Originaria dell’Asia, veniva usata dagli Indiani sin dai tempi più remoti come medicamento: le sue proprietà terapeutiche erano note anche al tempo di Plinio il Vecchio.
La pianta si lascia ammirare per le eleganti foglie simili a quelle dell’iris, che sprigionano, insieme alle radici tuberose, un profumo aromatico molto simile a quello del ginseng.
La sua infiorescenza è modesta, nascosta dalle foglie, ma per una pianta così elegantemente profumata è una mancanza perdonabile. Il calamo aromatico simboleggia la prudenza
La calmante valeriana
La valeriana, dai fiori bianchi o rosati, cresce spontaneamente nelle nostre regioni ed è da sempre utilizzata per le proprietà calmanti dei principi che si estraggono dalla sua radice.

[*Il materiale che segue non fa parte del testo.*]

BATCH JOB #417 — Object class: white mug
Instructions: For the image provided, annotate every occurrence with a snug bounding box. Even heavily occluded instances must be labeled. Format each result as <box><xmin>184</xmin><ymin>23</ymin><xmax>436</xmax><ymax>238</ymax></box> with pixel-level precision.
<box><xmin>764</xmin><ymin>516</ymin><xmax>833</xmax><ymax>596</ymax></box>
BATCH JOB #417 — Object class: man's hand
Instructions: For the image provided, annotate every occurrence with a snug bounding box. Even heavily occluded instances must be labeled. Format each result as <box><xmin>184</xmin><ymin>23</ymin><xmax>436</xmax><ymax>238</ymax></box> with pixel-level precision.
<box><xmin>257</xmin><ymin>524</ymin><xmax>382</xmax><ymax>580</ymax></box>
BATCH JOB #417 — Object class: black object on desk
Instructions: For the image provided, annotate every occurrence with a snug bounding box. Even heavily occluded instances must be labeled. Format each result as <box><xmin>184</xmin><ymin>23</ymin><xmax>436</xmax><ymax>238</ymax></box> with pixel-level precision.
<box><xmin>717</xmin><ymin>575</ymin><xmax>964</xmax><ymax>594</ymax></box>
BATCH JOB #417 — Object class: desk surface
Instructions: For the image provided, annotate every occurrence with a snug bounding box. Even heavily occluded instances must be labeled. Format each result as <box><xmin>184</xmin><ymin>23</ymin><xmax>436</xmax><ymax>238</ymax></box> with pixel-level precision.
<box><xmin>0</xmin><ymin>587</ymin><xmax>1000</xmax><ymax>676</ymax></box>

“L’erba valeriana ogni mal resana” recita un vecchio adagio, a testimonianza della grande stima di cui gode questa pianta. Anche in Inghilterra è molto apprezzata ed è nota col nome di poor man’s remedy.

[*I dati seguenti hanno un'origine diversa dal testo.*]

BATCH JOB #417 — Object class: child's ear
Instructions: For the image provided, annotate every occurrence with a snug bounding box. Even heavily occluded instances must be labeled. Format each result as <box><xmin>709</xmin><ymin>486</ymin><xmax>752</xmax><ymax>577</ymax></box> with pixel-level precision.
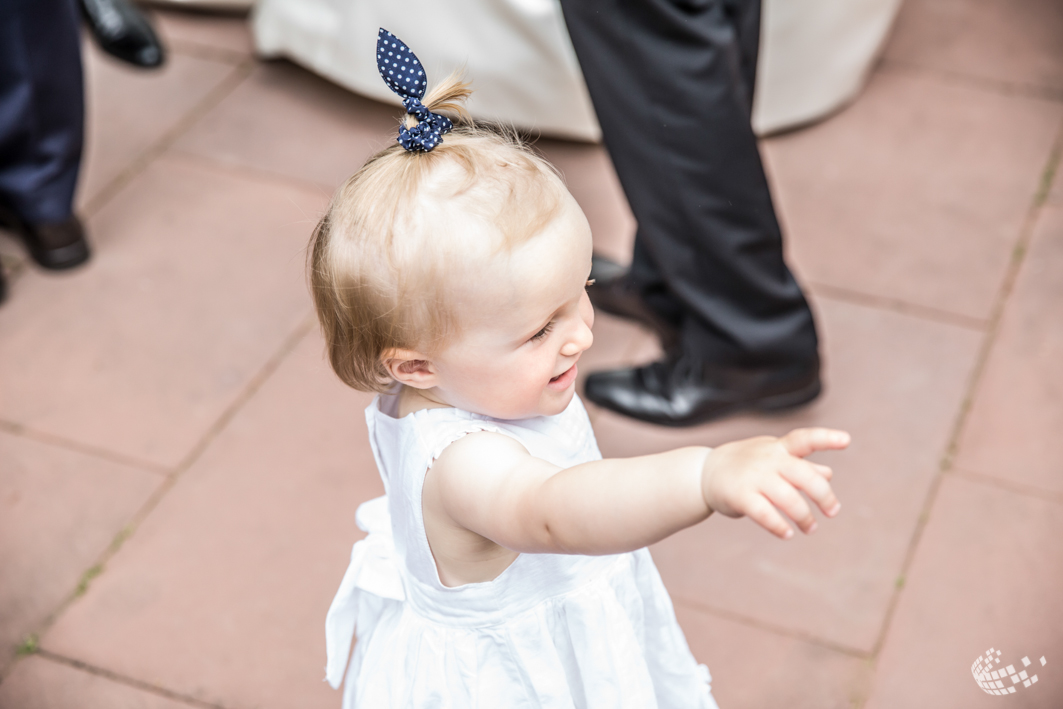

Una vecchia leggenda narra che il demonio, invidioso del potere della valeriana, si accaniva contro le radici di quest’erba, addentandole nel tentativo di distruggerle: per questo è conosciuta anche con il nome di “morso del diavolo”.
La valeriana simboleggia la disposizione d’animo accomodante.
L’iperico, pianta tenace
Dell’iperico
due sono gli aspetti che colpiscono: la luminosità del giallo vivo dei
suoi fiori e la tenacia che lo fa vegetare senza però fiorire, se il
luogo dove vive è troppo ombreggiato.
Si tratta quindi di una pianta solare che nel Medioevo era associata agli umori collerici e veniva usata contro l’isteria oppure, in tutt’altra situazione, contro l’itterizia.
L’iperico, dal profumo simile a quello dell’incenso, era famoso col nome di fuga daemonorum ed era utilizzato in pratiche magiche per cacciare i demoni e gli spiriti delle tenebre.
Oggi la pianta è conosciuta anche col nome di “mille buchi”, per i fori che punteggiano le sue foglie. Nel linguaggio dei fiori l’iperico simboleggia la pazienza.
Il polemonio, fiore della serenità
Il
polemonio, erba perenne delle Polemoniacee, è caratterizzato da fitte
foglioline e deliziosi fiori a campanula azzurri o bianchi riuniti in
pannocchie.
Molto diffusa nei nostri giardini, questa pianta delicata, conosciuta anche con il nome di “valeriana greca”, ha la caratteristica di avere delle foglie a segmenti lanceolati che, disposte simmetricamente lungo lo stelo, ricordano i pioli di una scala.
Per questo è detta “scala di Giacobbe”, con riferimento all’episodio biblico della Genesi, nel quale Giacobbe vede in sogno una scala che unisce la terra al cielo, sulla quale scendono gli Angeli del Signore.
Il polemonio è simbolo della serenità e della dolcezza d’animo
L’elicriso, per farsi ricordare
L’Helichrysum bracteatum,
conosciuto col nome di “semprevivo” e “immortale”, è una pianta dai
fiori cartacei e riuniti in corimbi giallo chiaro, che si possono
facilmente essiccare e utilizzare come fiori invernali per diverse
composizioni floreali.
Si narra che un giovane, dovendo abbandonare la propria amata per andare in guerra, le fece dono di un mazzo di elicrisi: questi, impietositi dall’infelice amore, chiesero di non morire, perché la donna potesse godere per sempre della loro vista e ricordare così il proprio uomo.
Nel linguaggio dei fiori, l’elicriso indica il desiderio di essere ricordati; da altri, non si sa bene perché, è ritenuto simbolo dell’esilio.